Ketiga adalah bentuk bangunan. Bentuk bangunan atau arsitektur memiliki corak yang berbeda di setiap tiap-tiap tempat. Hal tersebut mencirikan asal-usul dan budaya tempat yang mereka tinggali. Dalam konteks wacana kolonial, bentuk bangunan juga bisa diidentikkan sebagai pembagian kelas antara Eropa dan pribumi. Hal tersebut sejalan dengan pernyataan Kartodirjo (1990: 211) bahwa ciri khas yang digunakan merupakan upaya untuk menonjolkan jati diri sebagai anggota dari kelompok masyarakat atau golongan yang mempunyai kuasa sehingga menjadi pembeda dengan rakyat biasa.

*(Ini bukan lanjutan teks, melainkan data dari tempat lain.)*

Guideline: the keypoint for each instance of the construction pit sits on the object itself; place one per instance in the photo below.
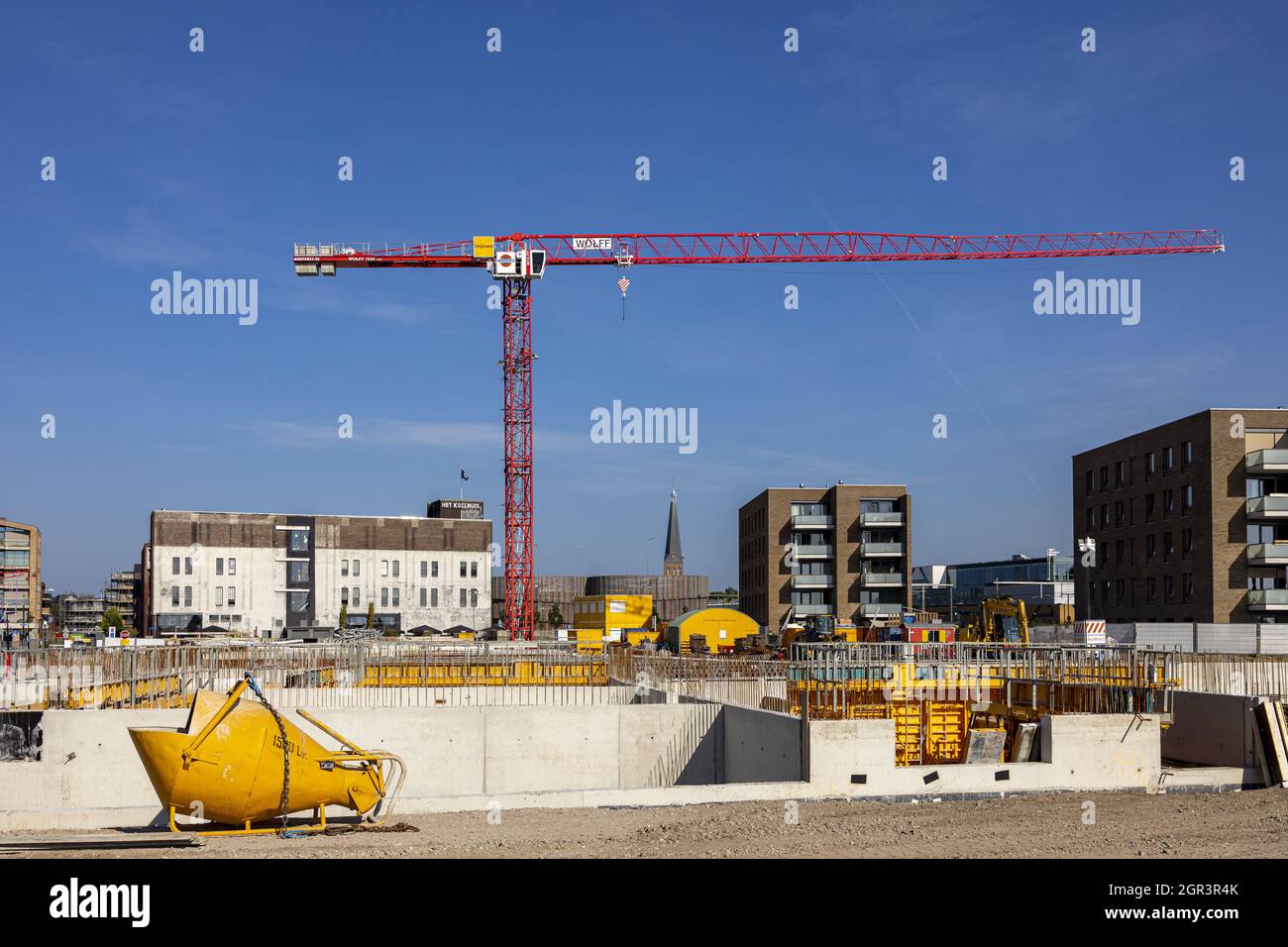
(501, 728)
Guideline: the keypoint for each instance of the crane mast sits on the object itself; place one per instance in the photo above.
(516, 261)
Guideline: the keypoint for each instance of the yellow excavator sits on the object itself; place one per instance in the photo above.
(1003, 621)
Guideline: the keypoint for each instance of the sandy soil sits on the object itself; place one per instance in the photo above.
(1126, 826)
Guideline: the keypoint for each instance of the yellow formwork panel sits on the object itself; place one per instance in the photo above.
(520, 673)
(947, 723)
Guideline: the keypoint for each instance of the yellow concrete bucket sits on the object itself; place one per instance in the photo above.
(228, 766)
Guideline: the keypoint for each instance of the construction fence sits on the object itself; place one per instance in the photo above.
(368, 674)
(1185, 637)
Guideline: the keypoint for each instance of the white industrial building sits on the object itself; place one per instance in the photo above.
(263, 575)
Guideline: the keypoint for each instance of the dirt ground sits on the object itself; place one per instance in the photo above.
(1236, 825)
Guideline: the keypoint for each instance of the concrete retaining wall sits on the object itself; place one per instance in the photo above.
(656, 754)
(1080, 751)
(1211, 729)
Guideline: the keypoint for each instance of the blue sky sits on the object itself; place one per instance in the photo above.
(215, 162)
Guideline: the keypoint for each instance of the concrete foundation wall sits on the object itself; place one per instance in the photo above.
(90, 776)
(1080, 751)
(652, 754)
(1211, 729)
(760, 746)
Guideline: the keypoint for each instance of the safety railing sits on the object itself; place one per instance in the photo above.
(340, 676)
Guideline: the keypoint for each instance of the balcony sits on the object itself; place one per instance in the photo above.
(872, 549)
(819, 552)
(883, 579)
(807, 521)
(1267, 554)
(875, 609)
(880, 519)
(812, 581)
(1266, 462)
(1273, 506)
(804, 611)
(1267, 599)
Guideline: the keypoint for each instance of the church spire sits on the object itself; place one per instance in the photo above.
(673, 562)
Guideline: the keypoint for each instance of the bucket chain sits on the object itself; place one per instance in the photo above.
(286, 750)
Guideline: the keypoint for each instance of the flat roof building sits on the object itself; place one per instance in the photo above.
(1044, 583)
(20, 579)
(267, 574)
(1189, 521)
(842, 552)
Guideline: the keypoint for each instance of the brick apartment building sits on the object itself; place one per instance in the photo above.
(1190, 521)
(842, 552)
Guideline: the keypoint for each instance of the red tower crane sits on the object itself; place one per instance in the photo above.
(520, 258)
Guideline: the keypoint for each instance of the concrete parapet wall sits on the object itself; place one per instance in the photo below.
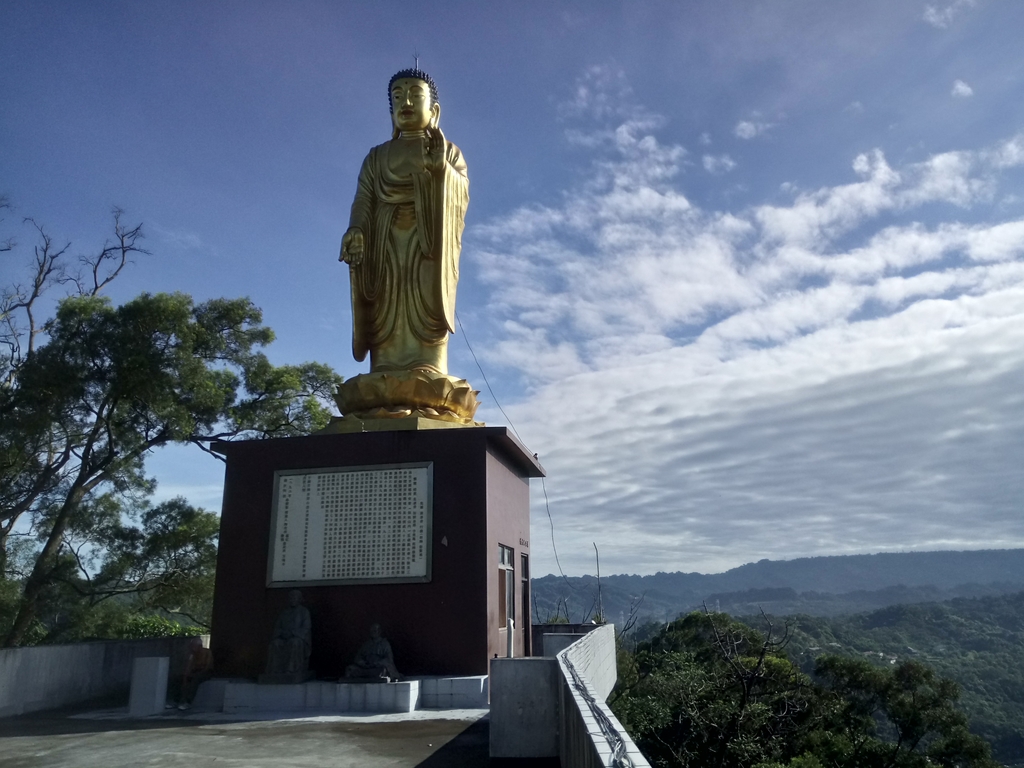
(589, 735)
(44, 677)
(556, 707)
(594, 658)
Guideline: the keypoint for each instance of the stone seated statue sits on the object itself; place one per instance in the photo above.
(288, 655)
(374, 658)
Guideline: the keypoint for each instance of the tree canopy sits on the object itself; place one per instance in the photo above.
(709, 690)
(88, 394)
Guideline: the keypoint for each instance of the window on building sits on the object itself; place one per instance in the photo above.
(524, 583)
(506, 585)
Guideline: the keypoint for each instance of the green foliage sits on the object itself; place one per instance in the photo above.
(85, 398)
(978, 643)
(140, 627)
(709, 690)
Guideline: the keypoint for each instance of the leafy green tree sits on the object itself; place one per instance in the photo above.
(91, 392)
(712, 691)
(900, 717)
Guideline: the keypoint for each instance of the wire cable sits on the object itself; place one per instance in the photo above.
(547, 505)
(480, 369)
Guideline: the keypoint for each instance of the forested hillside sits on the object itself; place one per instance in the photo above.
(817, 586)
(977, 642)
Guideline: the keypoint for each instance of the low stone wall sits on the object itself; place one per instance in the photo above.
(44, 677)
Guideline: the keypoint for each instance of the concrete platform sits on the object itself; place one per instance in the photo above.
(315, 696)
(111, 738)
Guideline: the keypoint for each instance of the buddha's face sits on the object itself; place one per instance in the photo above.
(412, 108)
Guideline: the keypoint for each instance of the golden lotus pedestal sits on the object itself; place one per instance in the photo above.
(402, 400)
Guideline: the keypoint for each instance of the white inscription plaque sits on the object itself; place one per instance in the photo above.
(351, 525)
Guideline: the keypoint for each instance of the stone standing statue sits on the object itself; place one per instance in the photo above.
(290, 645)
(402, 248)
(374, 658)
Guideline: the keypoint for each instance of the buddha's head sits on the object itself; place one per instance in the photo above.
(413, 96)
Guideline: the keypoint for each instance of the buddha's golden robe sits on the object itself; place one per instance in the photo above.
(403, 288)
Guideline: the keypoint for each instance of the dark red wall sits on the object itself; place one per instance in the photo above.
(448, 626)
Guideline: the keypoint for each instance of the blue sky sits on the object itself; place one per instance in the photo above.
(748, 275)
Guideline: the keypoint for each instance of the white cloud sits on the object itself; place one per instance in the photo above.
(710, 387)
(749, 129)
(942, 17)
(961, 89)
(720, 164)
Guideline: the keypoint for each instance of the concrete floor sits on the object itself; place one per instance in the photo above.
(108, 738)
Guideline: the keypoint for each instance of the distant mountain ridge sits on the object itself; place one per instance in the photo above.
(817, 586)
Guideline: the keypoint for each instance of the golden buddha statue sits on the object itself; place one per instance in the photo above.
(402, 248)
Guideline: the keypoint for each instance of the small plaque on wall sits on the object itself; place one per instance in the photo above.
(351, 525)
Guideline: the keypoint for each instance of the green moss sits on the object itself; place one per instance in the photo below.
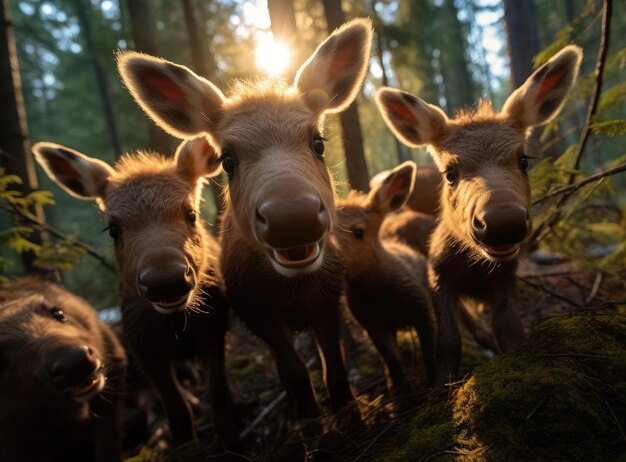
(559, 396)
(146, 455)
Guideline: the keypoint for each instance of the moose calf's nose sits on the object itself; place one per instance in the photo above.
(162, 283)
(501, 225)
(72, 366)
(290, 222)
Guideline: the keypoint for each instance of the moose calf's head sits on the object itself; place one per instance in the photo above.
(481, 155)
(269, 139)
(46, 355)
(360, 217)
(152, 207)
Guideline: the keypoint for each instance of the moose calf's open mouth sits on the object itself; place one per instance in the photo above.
(91, 386)
(172, 305)
(303, 257)
(501, 252)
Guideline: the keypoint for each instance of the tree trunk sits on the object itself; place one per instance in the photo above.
(380, 52)
(350, 125)
(459, 86)
(523, 41)
(284, 29)
(204, 64)
(103, 85)
(142, 27)
(15, 148)
(522, 47)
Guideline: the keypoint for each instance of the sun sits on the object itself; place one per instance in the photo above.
(272, 57)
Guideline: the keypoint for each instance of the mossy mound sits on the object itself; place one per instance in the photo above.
(561, 396)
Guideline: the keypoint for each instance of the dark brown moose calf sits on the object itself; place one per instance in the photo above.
(279, 256)
(171, 295)
(387, 288)
(485, 199)
(61, 377)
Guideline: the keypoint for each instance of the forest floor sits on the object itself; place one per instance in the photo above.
(550, 290)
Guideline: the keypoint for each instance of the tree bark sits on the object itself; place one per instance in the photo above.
(380, 52)
(103, 85)
(15, 148)
(458, 83)
(142, 27)
(283, 19)
(349, 119)
(205, 65)
(523, 40)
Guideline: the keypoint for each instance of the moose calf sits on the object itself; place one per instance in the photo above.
(61, 377)
(387, 287)
(279, 256)
(171, 290)
(485, 199)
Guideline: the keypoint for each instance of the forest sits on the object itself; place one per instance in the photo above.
(560, 395)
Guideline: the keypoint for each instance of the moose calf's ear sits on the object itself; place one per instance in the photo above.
(332, 77)
(392, 192)
(196, 158)
(181, 102)
(412, 120)
(541, 97)
(79, 175)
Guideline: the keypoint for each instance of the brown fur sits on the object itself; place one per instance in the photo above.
(147, 199)
(425, 196)
(37, 421)
(386, 285)
(485, 200)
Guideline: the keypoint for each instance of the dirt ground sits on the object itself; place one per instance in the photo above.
(546, 291)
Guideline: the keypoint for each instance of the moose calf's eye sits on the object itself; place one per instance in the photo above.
(524, 163)
(452, 175)
(191, 216)
(228, 164)
(114, 231)
(58, 314)
(318, 145)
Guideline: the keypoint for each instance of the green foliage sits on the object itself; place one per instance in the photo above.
(557, 397)
(610, 128)
(58, 256)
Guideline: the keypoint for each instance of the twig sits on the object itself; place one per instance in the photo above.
(270, 407)
(607, 11)
(536, 408)
(374, 440)
(591, 111)
(572, 188)
(615, 418)
(61, 235)
(595, 288)
(538, 285)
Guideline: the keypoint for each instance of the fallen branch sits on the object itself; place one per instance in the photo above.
(538, 285)
(270, 407)
(607, 11)
(61, 235)
(572, 188)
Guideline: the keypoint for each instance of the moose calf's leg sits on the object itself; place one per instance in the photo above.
(385, 343)
(479, 333)
(507, 326)
(293, 373)
(448, 345)
(219, 393)
(335, 374)
(177, 409)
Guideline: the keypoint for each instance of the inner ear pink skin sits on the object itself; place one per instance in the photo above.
(402, 111)
(549, 82)
(167, 88)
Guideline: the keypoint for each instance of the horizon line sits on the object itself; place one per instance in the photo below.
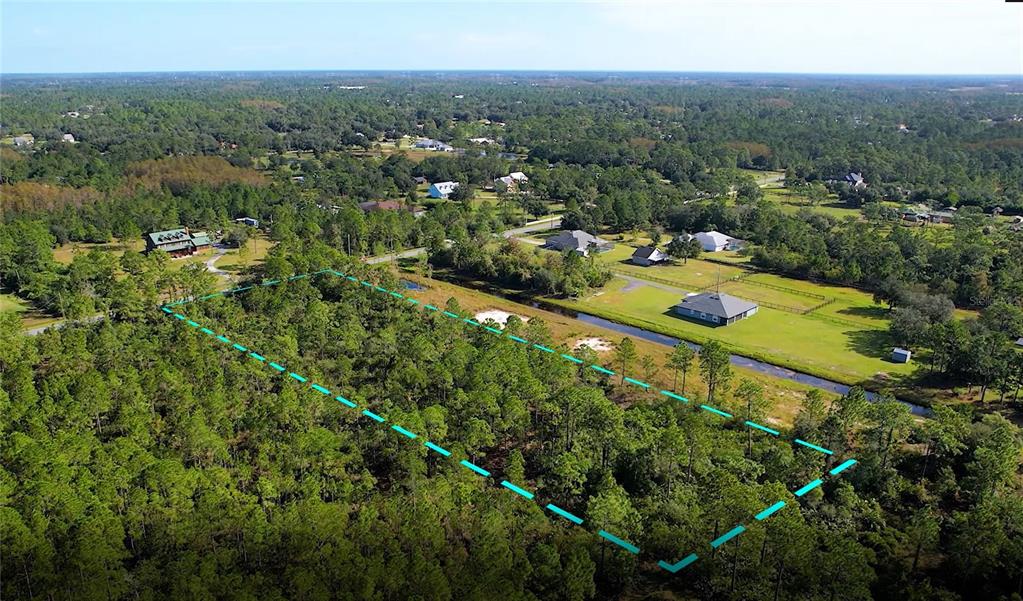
(498, 71)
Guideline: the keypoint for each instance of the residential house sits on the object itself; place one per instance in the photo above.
(715, 307)
(432, 144)
(855, 180)
(442, 189)
(648, 256)
(579, 242)
(177, 243)
(713, 242)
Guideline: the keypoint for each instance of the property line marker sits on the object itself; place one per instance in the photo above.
(571, 517)
(626, 546)
(517, 489)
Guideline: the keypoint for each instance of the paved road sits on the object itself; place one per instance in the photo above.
(514, 232)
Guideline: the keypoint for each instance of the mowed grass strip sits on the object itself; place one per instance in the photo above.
(834, 350)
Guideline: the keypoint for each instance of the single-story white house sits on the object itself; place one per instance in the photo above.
(647, 256)
(713, 242)
(442, 189)
(432, 144)
(715, 307)
(578, 242)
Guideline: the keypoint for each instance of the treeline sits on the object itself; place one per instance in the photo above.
(953, 148)
(142, 459)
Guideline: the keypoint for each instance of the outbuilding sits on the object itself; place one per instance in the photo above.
(901, 355)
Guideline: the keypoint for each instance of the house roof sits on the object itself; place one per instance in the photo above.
(716, 237)
(717, 303)
(576, 240)
(647, 252)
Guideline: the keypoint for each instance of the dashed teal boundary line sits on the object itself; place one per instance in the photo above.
(671, 567)
(410, 435)
(499, 333)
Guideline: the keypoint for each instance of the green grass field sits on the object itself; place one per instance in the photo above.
(842, 351)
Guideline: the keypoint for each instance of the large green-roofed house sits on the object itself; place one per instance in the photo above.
(177, 243)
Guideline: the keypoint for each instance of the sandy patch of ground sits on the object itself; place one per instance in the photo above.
(501, 317)
(597, 344)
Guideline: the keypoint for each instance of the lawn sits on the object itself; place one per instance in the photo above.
(841, 350)
(695, 274)
(785, 395)
(792, 203)
(30, 316)
(65, 253)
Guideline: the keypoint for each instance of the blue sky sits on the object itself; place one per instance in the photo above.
(801, 36)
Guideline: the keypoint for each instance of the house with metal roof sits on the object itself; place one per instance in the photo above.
(442, 189)
(648, 256)
(177, 243)
(578, 242)
(715, 308)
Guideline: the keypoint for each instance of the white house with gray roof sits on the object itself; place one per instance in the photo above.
(579, 242)
(715, 307)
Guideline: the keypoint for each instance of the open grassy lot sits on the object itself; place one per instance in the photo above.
(784, 395)
(694, 274)
(791, 203)
(29, 315)
(65, 253)
(842, 351)
(239, 259)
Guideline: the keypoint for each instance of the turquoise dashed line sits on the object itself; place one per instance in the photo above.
(637, 383)
(813, 446)
(439, 449)
(372, 416)
(769, 511)
(715, 411)
(808, 487)
(517, 489)
(476, 468)
(670, 394)
(844, 466)
(402, 431)
(626, 546)
(762, 428)
(674, 567)
(571, 517)
(727, 537)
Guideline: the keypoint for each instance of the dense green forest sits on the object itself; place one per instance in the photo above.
(140, 459)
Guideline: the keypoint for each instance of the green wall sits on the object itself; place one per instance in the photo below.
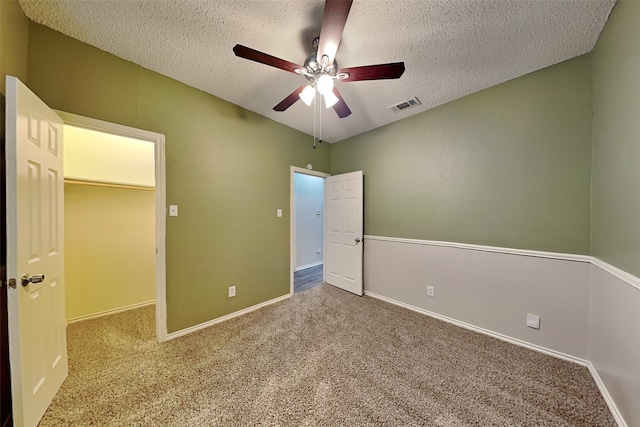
(228, 169)
(508, 166)
(14, 38)
(616, 140)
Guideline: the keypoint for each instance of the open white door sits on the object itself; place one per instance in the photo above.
(344, 231)
(35, 259)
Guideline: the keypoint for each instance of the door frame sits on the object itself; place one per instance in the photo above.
(292, 220)
(160, 194)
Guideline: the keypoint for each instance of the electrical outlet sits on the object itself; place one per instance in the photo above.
(533, 321)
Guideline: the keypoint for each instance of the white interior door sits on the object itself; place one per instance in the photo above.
(344, 231)
(35, 259)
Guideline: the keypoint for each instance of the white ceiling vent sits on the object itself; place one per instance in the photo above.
(409, 103)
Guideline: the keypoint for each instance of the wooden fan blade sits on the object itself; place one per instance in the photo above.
(373, 72)
(333, 21)
(263, 58)
(341, 107)
(289, 100)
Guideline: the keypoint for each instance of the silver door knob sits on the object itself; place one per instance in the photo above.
(28, 279)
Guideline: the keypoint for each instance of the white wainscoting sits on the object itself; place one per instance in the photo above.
(590, 311)
(614, 337)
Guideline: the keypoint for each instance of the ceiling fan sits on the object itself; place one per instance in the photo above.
(321, 68)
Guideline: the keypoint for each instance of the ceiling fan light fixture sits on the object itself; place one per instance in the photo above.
(325, 84)
(307, 95)
(330, 99)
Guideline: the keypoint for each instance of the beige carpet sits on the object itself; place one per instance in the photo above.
(322, 358)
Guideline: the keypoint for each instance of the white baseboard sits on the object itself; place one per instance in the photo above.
(313, 264)
(484, 331)
(212, 322)
(110, 312)
(615, 412)
(582, 362)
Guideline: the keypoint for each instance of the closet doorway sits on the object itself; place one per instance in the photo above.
(114, 220)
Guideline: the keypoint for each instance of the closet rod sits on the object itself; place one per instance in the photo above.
(108, 184)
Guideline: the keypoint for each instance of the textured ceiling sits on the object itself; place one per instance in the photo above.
(450, 48)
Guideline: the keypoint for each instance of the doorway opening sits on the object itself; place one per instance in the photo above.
(307, 228)
(101, 197)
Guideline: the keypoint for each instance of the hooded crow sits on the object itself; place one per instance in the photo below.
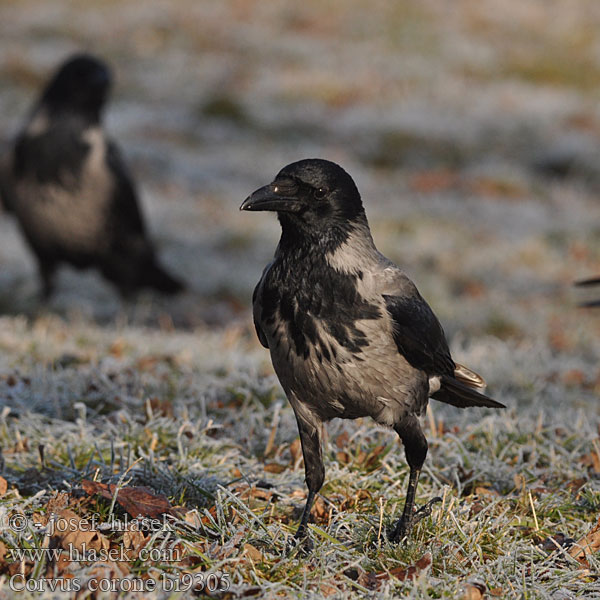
(348, 332)
(589, 283)
(70, 190)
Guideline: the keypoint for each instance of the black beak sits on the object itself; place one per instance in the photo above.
(281, 196)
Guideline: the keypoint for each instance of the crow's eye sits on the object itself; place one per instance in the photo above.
(320, 193)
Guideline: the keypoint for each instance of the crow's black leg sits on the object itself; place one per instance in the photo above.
(415, 448)
(310, 438)
(47, 269)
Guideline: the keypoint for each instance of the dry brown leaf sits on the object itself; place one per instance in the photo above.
(296, 451)
(588, 544)
(343, 457)
(275, 468)
(434, 180)
(133, 541)
(253, 553)
(137, 501)
(59, 501)
(591, 460)
(409, 572)
(472, 592)
(341, 441)
(74, 533)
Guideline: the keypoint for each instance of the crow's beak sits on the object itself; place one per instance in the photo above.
(281, 196)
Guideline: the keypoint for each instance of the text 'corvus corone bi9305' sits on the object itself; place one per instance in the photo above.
(71, 192)
(349, 334)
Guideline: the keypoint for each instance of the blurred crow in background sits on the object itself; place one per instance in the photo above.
(71, 192)
(589, 283)
(348, 332)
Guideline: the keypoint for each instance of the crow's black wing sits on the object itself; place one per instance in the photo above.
(419, 335)
(125, 210)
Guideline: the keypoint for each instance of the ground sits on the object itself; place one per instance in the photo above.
(472, 130)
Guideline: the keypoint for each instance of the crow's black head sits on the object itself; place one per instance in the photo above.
(80, 85)
(312, 196)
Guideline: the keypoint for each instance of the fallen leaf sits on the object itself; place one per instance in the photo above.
(253, 553)
(296, 451)
(275, 468)
(472, 592)
(71, 532)
(403, 573)
(341, 441)
(434, 180)
(137, 501)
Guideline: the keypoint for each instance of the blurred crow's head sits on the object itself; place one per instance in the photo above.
(80, 85)
(312, 196)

Bentuk bangunan yang menjadi tempat tinggal pejabat Hindia Belanda memiliki ciri, yaitu berupa perpaduan gaya bangunan Belanda dengan gaya tradisional atau yang disebut arsitek sebagai gaya Indis. Situasi serta kondisi pemerintahan kolonial menetapkan keharusan bagi aparatur pemerintahnya untuk memiliki gaya hidup yang berbudaya serta memiliki tempat tinggal yang berbeda dengan rumah masyarakat pribumi (Prastiwi, Saraswati, & Witasari, 2019: 89). Dalam salah satu kumpulan cerpen yang berjudul Belenggu Emas terdapat pendeskripsian mengenai bentuk bangunan yang memiliki ciri khas Eropa yang megah dan mewah.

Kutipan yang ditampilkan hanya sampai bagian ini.